Douglas Coupland – Eleanor Rigby
I always look forward to Douglas Coupland books.
In typical style, Eleanor Rigby is buzzing with ideas; Liz is a grown-up Coupland character (someone who would have received less sympathy in earlier novels). She’s comfortably well off and uncomfortably friendless (all the lonely people etc). Her son reappears in her life for a brief period and unfolds a chain of events, including comets, Austrian dentists, farmers’ visions, Frankfurt airport and the ability to sing backwards.
At university we used to fill in questionnaires. The results determined your attitude to project work with the aim of forming capable groups. For example, if you were creative you hooked up with someone who could be bothered to write the report up. Coupland is an ideas man, but he certainly isn’t a completer / finisher. So many themes are developed: relationships with God, the passing of time, rewriting history, the backwards & the forwards.
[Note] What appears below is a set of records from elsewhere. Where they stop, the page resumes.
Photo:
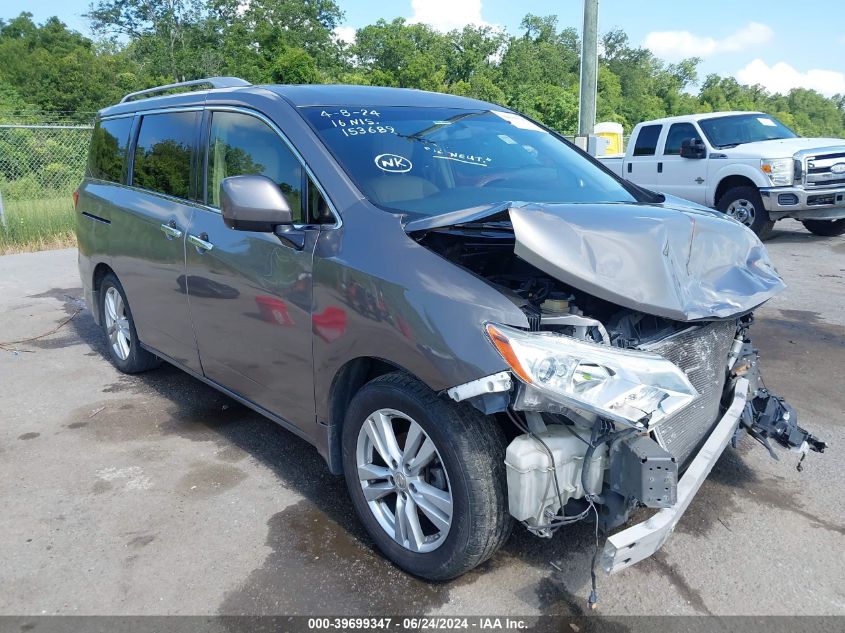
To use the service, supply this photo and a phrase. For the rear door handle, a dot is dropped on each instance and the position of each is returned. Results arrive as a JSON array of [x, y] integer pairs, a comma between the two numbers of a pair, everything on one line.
[[200, 242], [171, 231]]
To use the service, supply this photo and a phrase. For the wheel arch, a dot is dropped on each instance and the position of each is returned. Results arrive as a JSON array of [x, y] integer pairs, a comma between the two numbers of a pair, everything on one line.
[[729, 182], [100, 271], [347, 381]]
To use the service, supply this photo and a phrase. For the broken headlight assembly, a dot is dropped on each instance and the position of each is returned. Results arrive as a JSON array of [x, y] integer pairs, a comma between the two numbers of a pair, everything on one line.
[[631, 387]]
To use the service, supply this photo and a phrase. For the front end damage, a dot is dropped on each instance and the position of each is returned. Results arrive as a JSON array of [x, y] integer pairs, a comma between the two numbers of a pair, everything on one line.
[[619, 401]]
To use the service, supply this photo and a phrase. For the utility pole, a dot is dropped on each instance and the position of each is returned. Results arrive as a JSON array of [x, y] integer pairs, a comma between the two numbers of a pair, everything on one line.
[[589, 68]]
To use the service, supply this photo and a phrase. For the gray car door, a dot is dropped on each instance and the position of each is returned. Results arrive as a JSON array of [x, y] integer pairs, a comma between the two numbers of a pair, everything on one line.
[[147, 238], [250, 292]]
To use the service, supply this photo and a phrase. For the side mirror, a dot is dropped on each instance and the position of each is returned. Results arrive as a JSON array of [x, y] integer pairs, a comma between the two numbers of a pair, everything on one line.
[[253, 203], [693, 148]]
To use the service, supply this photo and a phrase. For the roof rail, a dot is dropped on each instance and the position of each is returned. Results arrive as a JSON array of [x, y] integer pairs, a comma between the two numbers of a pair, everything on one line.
[[214, 82]]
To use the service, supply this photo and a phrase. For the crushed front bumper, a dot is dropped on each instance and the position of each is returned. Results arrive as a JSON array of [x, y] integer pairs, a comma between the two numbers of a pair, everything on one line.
[[640, 541], [801, 204]]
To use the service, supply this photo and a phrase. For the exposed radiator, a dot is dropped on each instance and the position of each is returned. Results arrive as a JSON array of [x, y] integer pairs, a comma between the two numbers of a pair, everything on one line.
[[702, 352]]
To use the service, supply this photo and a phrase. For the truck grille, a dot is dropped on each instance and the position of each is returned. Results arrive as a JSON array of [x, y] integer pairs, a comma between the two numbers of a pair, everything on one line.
[[702, 352], [820, 170]]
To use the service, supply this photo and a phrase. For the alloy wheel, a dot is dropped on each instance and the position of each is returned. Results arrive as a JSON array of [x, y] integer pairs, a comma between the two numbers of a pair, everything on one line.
[[117, 323], [404, 480], [742, 211]]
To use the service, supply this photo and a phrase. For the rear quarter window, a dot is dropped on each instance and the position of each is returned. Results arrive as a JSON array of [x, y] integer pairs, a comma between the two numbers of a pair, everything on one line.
[[646, 144], [107, 156], [164, 153]]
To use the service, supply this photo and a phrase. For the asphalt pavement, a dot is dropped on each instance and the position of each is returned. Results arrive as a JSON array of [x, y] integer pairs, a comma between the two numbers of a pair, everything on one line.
[[155, 494]]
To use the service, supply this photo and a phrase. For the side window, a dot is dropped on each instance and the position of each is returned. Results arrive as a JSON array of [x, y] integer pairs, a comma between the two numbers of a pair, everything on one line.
[[678, 133], [107, 156], [164, 153], [241, 144], [646, 144], [318, 209]]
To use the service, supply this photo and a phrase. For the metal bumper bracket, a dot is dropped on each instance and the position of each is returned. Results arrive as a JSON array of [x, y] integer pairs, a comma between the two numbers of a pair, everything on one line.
[[640, 541]]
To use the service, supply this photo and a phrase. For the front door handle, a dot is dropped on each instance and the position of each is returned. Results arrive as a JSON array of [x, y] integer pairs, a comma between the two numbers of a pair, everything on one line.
[[171, 231], [201, 242]]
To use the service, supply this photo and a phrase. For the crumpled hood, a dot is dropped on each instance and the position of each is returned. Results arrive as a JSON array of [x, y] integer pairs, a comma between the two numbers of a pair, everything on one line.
[[678, 262]]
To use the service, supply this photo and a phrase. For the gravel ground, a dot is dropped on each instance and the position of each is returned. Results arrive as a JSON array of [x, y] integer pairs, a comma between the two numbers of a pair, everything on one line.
[[155, 494]]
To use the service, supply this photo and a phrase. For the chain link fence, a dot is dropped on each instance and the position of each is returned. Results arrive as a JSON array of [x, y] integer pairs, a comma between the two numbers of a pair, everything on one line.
[[40, 167]]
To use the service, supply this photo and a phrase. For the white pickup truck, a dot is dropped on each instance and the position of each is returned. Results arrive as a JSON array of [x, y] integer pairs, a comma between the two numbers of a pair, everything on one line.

Some burn, others fizzle. His books are almost structured like thrillers, but with less tangible concepts. And missing the chapter which knots them into a satisfying whole.
As with previous novels the dialogue is snappy: “He had a complexion that said, I like vodka.” “My mother was lost to Cognac.” The sort of things you wish to say at dinner parties but only characters in Coupland books actually do.
At first I thought the text might be full of Beatles songs. The same way as Girlfriend in a Coma was splattered with Smiths references. Must have been hard to resist, but perhaps too obvious (or too costly?)
I always look forward to Douglas Coupland books and I’m always disappointed by the endings.